There’s another good article over at People Management which includes a broader review of HR technology in the cloud as well. For example, it includes CedarCrestone’s finding from its 2010-11 survey that HR generally prefers pay per use provision, supporting Could based delivery (see here if you wish to participate in the 2011-12 research).
This article emphasises the benefits of social media for employee engagement, including a comment from Patricia Eyoma at Unit4:
“Employee engagement has become a top priority now because there’s been no opportunity to offer salary increases. If we can enable employee surveys or screen sharing, things that promote a culture of information-sharing or having an input into decisions, then we can offer a way of enhancing relationships within an organisation.”
Let’s leave aside the idea that screen saving is going to compensate for a salary increase for a moment and focus in on the point regarding relationships. Social media does help people build relationships, there’s no doubt about that, though again, I think there are probably more appropriate tools than screen sharing to do it. And relationship development definitely improves engagement (even if Kenexa argues with this).
I just wish that more organisations would value relationships for themselves rather than a means to something else, eg engagement. Relationships are a vital aspect of social capital which is probably a more direct source of competitive advantage than engagement or other aspects of human capital (and a greater competitive opportunity than strategic positioning and core competencies too). You can see more about this over at my Social Advantage blog.

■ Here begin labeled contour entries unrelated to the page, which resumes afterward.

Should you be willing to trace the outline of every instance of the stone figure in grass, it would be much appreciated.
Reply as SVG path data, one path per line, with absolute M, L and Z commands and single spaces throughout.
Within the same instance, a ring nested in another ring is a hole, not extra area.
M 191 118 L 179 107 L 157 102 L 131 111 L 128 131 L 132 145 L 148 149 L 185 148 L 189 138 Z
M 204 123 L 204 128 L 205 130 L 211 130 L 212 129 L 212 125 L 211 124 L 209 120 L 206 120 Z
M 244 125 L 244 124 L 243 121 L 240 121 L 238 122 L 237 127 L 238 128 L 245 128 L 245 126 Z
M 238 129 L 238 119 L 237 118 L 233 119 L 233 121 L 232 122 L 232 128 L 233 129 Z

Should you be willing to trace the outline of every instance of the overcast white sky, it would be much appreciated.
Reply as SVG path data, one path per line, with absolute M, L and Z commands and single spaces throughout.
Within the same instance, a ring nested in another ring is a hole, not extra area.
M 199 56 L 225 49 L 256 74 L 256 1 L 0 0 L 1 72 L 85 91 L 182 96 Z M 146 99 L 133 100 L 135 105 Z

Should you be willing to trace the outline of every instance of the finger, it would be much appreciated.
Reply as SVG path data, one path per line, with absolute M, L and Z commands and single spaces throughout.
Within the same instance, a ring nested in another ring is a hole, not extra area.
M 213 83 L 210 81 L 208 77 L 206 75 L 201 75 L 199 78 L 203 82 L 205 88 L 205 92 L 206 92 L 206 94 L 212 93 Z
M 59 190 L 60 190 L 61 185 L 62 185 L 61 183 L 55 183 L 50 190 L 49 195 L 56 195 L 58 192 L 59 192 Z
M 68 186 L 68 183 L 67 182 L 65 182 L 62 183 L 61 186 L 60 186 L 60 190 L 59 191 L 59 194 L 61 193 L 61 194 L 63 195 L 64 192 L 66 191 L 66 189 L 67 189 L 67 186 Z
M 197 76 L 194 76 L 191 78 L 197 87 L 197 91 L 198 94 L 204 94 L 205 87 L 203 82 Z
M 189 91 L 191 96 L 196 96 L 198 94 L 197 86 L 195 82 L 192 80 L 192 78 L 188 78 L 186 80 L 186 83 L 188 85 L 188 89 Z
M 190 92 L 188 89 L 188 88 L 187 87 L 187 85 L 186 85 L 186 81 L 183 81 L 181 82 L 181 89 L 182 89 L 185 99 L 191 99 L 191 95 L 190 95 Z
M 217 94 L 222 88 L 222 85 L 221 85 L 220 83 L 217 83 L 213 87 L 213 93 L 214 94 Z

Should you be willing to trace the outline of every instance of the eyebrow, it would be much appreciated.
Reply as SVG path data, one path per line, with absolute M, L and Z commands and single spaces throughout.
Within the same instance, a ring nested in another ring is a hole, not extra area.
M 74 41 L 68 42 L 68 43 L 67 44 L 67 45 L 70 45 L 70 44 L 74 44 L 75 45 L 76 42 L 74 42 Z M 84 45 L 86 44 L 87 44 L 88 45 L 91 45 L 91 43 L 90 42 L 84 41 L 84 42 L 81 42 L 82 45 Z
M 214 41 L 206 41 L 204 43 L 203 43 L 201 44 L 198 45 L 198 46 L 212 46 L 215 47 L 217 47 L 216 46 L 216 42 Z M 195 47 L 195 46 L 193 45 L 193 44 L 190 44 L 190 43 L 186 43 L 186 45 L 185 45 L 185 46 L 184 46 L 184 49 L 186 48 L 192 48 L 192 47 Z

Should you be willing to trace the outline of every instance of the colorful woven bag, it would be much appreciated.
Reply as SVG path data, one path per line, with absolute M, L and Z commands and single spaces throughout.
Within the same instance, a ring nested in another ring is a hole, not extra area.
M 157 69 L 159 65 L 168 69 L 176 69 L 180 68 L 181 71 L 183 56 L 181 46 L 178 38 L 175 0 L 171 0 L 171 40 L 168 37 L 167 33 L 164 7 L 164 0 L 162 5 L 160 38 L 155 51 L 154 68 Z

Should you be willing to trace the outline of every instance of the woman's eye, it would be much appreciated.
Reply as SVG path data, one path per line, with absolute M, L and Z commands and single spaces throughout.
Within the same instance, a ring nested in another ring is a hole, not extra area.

Actually, my last post there referred to some work I’m involved in developing a management hack for love. As part of our discussions on this, Lisa Haneberg at Management Craft sent me this quote from Mihaly Csikszentmihalyi and his book, Flow:
“It is in the context of intimate friendships, however, that the most intense experiences occur.”
This is why relationships drive employee engagement, but they also support people achieving the state of flow too. And that state is where people perform at their best, and develop towards their full potential – individually and together too. This is the main reason why social media‘s impact on relationships is as important as it is.
In fact, it’s ‘the point’ I refer to in the HRvision interview as well. Pop back in a week or so to see if it’s up there if you want to know more!